Usted afirmó que no hay estudios concluyentes que soporten la tesis del Ministerio. ¿En cuáles estudios se basan ustedes?

Hay varios estudios de la Universidad de Costa Rica, que dicen que los chiquitos delgados y los que tienen sobrepeso comen los mismos tipos de alimentos, la diferencia está en el exceso y la ausencia de actividad física.

Si en mi casa no me enseñan a comer bien, ¿cuál es el problema con que el Estado trate de inculcar valores nutricionales en la escuela?

Es que no están haciendo eso. Están poniendo una restricción a cierta cantidad de alimentos y no le están enseñando a los niños. El decreto es lo que está mal. La forma en la que actuó el Ministro es la que está mal. Nosotros estamos de acuerdo en que el Estado tiene que hacer algo, nosotros tenemos que hacer algo.

¿Por buscar lo perfecto, nos vamos a perder lo bueno?

No, porque ya está demostrado que esto no funciona. Ese es el caso de México, que con cinco años de regulación no ha tenido resultados. Si usted prohíbe, ellos encuentran esos alimentos 15 minutos después de haber salido del colegio, no hay ninguna enseñanza en eso.

Esos son espacios de acción privada...

Hay cosas que el Ministro puede regular dentro de su área.
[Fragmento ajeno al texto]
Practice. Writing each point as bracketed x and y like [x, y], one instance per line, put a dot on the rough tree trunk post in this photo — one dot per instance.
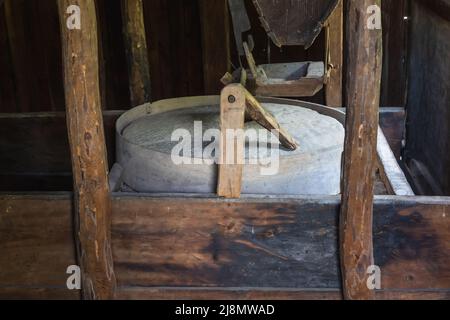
[364, 63]
[137, 54]
[88, 149]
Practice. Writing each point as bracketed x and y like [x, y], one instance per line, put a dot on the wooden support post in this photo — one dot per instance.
[88, 149]
[137, 54]
[232, 118]
[363, 93]
[335, 57]
[215, 43]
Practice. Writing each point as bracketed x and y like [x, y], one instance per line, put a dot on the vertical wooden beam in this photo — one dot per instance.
[137, 54]
[232, 147]
[88, 149]
[335, 56]
[364, 54]
[215, 43]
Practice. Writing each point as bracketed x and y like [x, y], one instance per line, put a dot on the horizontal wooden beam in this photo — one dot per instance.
[267, 294]
[288, 245]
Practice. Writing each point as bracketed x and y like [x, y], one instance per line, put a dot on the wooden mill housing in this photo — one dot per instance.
[63, 89]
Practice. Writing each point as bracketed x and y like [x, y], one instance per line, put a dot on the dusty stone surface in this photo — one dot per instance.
[314, 168]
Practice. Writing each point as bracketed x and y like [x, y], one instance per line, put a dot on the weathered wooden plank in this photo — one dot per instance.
[88, 151]
[232, 144]
[215, 43]
[137, 53]
[36, 242]
[282, 243]
[270, 247]
[364, 66]
[267, 294]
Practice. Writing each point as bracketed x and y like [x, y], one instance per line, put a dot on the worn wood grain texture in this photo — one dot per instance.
[272, 243]
[31, 159]
[364, 59]
[335, 57]
[137, 53]
[215, 43]
[88, 150]
[232, 144]
[428, 122]
[294, 22]
[208, 248]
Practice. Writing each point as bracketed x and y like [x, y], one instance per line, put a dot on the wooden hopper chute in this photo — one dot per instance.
[294, 22]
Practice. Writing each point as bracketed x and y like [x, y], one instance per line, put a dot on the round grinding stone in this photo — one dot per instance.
[314, 168]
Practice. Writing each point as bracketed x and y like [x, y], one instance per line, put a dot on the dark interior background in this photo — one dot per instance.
[34, 151]
[31, 62]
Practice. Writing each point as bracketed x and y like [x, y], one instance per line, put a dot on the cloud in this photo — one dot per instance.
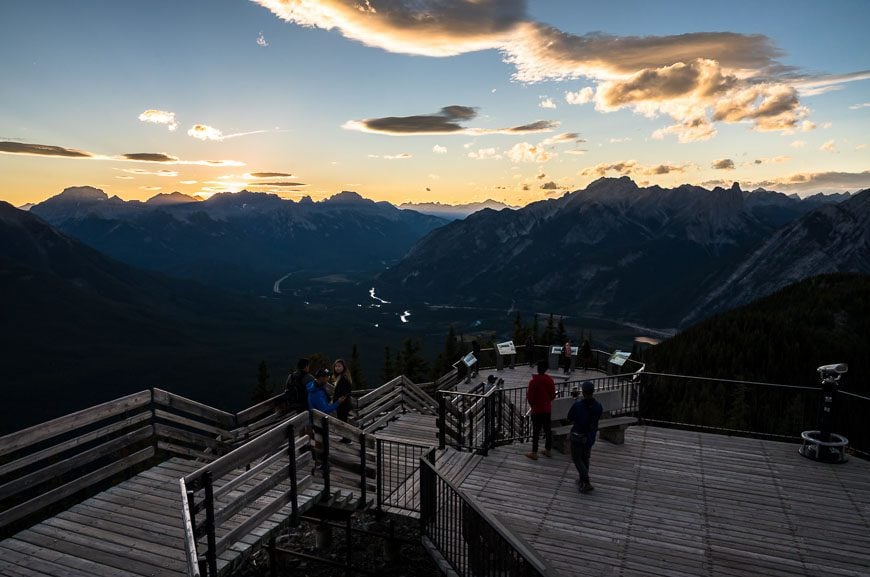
[485, 154]
[583, 96]
[284, 184]
[447, 121]
[811, 182]
[160, 117]
[772, 160]
[525, 152]
[140, 171]
[204, 132]
[631, 168]
[696, 78]
[400, 156]
[269, 175]
[42, 150]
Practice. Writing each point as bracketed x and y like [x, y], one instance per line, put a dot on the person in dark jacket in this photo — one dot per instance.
[295, 389]
[317, 397]
[584, 413]
[540, 395]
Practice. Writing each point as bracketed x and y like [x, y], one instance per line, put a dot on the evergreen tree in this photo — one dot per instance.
[356, 372]
[264, 389]
[562, 334]
[388, 371]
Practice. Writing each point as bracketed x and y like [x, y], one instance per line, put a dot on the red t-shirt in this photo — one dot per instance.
[541, 392]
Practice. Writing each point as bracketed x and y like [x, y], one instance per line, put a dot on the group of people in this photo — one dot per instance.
[327, 391]
[583, 414]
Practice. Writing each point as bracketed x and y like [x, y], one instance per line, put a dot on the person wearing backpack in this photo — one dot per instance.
[584, 413]
[296, 391]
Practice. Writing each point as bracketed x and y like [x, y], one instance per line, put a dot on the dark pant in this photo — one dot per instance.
[580, 453]
[539, 421]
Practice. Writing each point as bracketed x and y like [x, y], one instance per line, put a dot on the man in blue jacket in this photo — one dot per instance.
[584, 413]
[317, 397]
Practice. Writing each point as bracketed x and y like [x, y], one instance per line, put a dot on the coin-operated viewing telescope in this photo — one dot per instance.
[824, 444]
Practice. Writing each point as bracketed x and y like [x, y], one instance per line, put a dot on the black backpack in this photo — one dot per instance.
[296, 392]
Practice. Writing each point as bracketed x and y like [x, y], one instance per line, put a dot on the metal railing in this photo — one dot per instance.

Si quiere regular de forma eficiente cómo aprendemos a comer, que nos va a causar un problema a futuro, entonces él debería hacer algo en conjunto y bien hecho. Él firma el decreto y se olvida del cuento. Él se va cuando termina el gobierno, usted y yo vamos a seguir aquí pagando la Caja. Hay que hacer un cambio pero en conjunto.

Uno de los argumentos es la libertad de comercio, ¿es eso más importante que la salud de la población?

Claro que no. Nosotros nunca hemos dicho eso. Estoy de acuerdo con el Ministro, en los colegios públicos él puede hacer lo que quiera. No obstante, el problema que él no está solucionando, nos va a golpear a nosotros.

¿Cuál es ese golpe?

El tema de imagen, se está convirtiendo en una guerra contra la industria alimentaria, como si fuéramos los malos, pero nosotros, con productos bien diseñados y bien producidos, no somos el problema de la obesidad infantil. El problema no somos nosotros porque le vendemos productos a los niños. El problema es que un porcentaje de ellos no aprendió a comer ni en su casa, ni en la escuela.